卷积神经网络 (CNN) 可以通过高平衡准确率识别 GE 椎体骨折评估 (VFA) 图像中的椎体压缩性骨折,但对 Hologic VFA 的性能尚不清楚。为了获得良好的分类性能,监督机器学习需要平衡和标记的训练数据。主动学习是一种具有减少医学图像数据标注成本和减少类别不平衡能力的迭代数据标注过程。
使用主动学习方法训练 CNN 以识别 Hologic VFA 中的椎体骨折,并评估 CNN 对 Hologic 和 GE VFA 图像进行泛化的能力。

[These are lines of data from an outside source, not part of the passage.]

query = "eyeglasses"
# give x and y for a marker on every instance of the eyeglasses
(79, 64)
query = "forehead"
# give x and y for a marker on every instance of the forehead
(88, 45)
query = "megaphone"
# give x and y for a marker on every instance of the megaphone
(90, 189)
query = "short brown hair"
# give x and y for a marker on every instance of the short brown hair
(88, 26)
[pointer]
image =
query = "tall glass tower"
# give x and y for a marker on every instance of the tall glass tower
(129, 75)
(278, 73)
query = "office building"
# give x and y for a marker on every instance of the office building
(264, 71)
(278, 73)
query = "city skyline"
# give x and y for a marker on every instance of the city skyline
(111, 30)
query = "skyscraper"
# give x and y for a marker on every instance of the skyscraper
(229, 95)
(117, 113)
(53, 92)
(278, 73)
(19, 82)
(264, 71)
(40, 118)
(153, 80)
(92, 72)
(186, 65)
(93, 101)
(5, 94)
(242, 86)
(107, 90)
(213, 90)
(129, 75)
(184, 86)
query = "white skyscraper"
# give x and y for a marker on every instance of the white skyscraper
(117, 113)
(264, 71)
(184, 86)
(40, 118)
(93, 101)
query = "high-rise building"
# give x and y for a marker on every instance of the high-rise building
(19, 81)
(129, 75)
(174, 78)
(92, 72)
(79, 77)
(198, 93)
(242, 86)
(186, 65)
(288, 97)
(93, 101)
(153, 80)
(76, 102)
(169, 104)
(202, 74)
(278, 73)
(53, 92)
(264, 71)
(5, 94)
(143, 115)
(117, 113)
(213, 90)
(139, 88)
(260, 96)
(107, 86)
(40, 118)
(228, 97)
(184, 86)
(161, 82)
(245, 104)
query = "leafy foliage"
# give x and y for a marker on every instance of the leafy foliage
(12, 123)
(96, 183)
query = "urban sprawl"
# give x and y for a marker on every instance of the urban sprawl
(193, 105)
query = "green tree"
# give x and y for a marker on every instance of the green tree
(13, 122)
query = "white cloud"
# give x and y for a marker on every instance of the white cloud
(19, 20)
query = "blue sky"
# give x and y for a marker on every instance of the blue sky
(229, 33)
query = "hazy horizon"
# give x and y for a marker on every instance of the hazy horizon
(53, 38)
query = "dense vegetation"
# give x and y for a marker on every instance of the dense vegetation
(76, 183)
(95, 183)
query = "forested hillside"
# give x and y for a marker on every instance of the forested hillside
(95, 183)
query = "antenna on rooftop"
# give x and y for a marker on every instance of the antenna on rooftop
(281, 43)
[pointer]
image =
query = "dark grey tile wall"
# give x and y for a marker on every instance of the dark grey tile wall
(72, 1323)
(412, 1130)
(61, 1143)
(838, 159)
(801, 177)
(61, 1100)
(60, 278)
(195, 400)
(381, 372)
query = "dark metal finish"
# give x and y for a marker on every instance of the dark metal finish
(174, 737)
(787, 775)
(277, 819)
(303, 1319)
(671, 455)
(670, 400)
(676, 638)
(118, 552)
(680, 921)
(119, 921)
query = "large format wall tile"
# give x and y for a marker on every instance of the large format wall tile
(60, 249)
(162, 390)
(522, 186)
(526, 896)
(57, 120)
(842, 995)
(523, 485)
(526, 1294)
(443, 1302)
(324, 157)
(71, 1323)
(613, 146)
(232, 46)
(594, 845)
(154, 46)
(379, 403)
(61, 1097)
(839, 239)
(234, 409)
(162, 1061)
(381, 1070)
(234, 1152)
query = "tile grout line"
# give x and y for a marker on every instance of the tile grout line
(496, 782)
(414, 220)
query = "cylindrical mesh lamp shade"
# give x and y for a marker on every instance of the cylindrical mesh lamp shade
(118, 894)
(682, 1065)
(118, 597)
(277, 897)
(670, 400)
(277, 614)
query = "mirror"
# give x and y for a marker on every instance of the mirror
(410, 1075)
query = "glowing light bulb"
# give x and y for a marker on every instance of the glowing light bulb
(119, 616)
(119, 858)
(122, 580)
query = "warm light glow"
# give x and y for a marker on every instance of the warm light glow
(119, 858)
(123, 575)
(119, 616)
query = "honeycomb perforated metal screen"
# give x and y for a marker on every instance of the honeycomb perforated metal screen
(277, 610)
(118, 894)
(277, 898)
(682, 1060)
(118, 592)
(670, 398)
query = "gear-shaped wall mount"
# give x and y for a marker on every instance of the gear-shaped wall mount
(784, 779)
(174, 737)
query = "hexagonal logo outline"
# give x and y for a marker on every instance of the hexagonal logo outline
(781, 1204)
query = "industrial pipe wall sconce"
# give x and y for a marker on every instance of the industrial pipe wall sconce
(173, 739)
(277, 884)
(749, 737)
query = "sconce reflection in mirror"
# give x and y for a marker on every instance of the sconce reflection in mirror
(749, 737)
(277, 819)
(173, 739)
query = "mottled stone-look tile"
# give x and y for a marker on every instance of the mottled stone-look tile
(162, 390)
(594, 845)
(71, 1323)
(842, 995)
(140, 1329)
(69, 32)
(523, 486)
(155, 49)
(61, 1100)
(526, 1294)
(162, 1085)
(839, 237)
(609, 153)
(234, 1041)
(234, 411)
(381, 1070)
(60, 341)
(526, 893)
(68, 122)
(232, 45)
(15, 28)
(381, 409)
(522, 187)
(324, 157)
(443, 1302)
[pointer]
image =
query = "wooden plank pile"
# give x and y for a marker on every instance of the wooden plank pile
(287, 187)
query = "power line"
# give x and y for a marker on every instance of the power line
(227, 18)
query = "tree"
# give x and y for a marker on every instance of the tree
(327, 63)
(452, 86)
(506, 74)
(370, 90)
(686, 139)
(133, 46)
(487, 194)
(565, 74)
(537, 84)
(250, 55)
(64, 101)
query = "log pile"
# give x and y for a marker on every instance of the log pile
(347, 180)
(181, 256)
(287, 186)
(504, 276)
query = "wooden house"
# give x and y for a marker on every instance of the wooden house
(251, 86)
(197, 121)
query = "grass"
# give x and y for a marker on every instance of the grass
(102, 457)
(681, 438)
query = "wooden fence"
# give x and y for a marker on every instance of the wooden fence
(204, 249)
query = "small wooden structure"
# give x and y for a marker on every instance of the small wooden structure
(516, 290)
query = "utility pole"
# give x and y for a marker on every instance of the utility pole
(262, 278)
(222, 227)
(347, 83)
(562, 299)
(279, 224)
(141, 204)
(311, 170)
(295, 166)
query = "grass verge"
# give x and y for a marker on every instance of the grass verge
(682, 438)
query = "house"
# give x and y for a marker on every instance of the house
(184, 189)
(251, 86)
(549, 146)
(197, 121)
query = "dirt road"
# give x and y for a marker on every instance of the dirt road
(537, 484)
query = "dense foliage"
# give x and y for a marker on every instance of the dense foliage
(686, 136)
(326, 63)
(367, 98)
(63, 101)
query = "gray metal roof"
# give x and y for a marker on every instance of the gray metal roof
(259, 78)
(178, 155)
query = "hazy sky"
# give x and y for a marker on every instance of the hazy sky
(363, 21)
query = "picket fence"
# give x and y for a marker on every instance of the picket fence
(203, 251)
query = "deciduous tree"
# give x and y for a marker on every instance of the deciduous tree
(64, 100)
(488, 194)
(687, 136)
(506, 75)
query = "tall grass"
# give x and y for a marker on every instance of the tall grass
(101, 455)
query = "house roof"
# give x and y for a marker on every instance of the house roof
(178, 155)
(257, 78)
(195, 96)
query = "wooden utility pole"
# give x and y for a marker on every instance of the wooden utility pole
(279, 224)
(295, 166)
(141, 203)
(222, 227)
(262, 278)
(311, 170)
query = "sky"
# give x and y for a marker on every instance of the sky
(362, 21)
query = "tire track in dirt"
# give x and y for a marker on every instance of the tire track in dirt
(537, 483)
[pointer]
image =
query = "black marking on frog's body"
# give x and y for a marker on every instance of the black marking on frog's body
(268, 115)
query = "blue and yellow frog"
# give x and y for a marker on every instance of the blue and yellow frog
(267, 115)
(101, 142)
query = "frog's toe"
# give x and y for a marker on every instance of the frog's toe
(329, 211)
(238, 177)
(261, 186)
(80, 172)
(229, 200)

从 OsteoLaus 研究中获得 VFA(标记为 Hologic Discovery A,n=2726)、马尼托巴骨密度计划(标记为 GE Prodigy 和 iDXA,n=12742)和加拿大老龄化纵向研究(CLSA,未标记的 Hologic Discovery A,n=17190)。未标记的 CLSA VFA 被分为五个相等大小的分区(n=3438),并使用主动学习依次进行回顾。基于预测骨折概率,使用修改后的基于算法的定性 (mABQ) 方法选择 17.6%(n=3032)的未标记 VFA 进行专家审查。CNN 同时在 Hologic、GE 双能和 GE 单能 VFA 上进行训练。使用六个单独训练的 CNN 中最大和平均预测概率构建了两个集合 CNN,这些 CNN 因随机变化而有所不同。在主动学习过程中,CNN 针对 OsteoLaus 验证集(n=408)进行了评估;针对 OsteoLaus 测试集(n=819)进行了集合性能评估。
在主动学习之前,基线 CNN 实现了 55.0%的灵敏度、97.9%的特异性、57.9%的阳性预测值 (PPV)、F1 分数 56.4%。通过主动学习,在训练数据中添加了 2942 个 CLSA Hologic VFA(492 个骨折)-将 Hologic VFA 中骨折的比例从 4.2%增加到 12.5%。通过主动学习,CNN 性能提高到 80.0%的灵敏度、99.7%的特异性、94.1%的 PPV、F1 分数 86.5%。CNN 最大集合实现了 91.9%的灵敏度(3 级骨折为 100%,2 级骨折为 95.5%)、99.0%的特异性、81.0%的 PPV、F1 分数 86.1%。
同时在由 Hologic 和 GE VFA 组成的复合数据集上进行训练,允许开发一种单一的制造商独立的 CNN,该 CNN 可以对两种扫描仪类型进行泛化,具有良好的分类性能。主动学习可以减少类别不平衡,并在仅标记可用未标记图像数据的一部分的情况下生成有效的医学图像分类器-从而减少训练机器学习模型所需的时间和成本。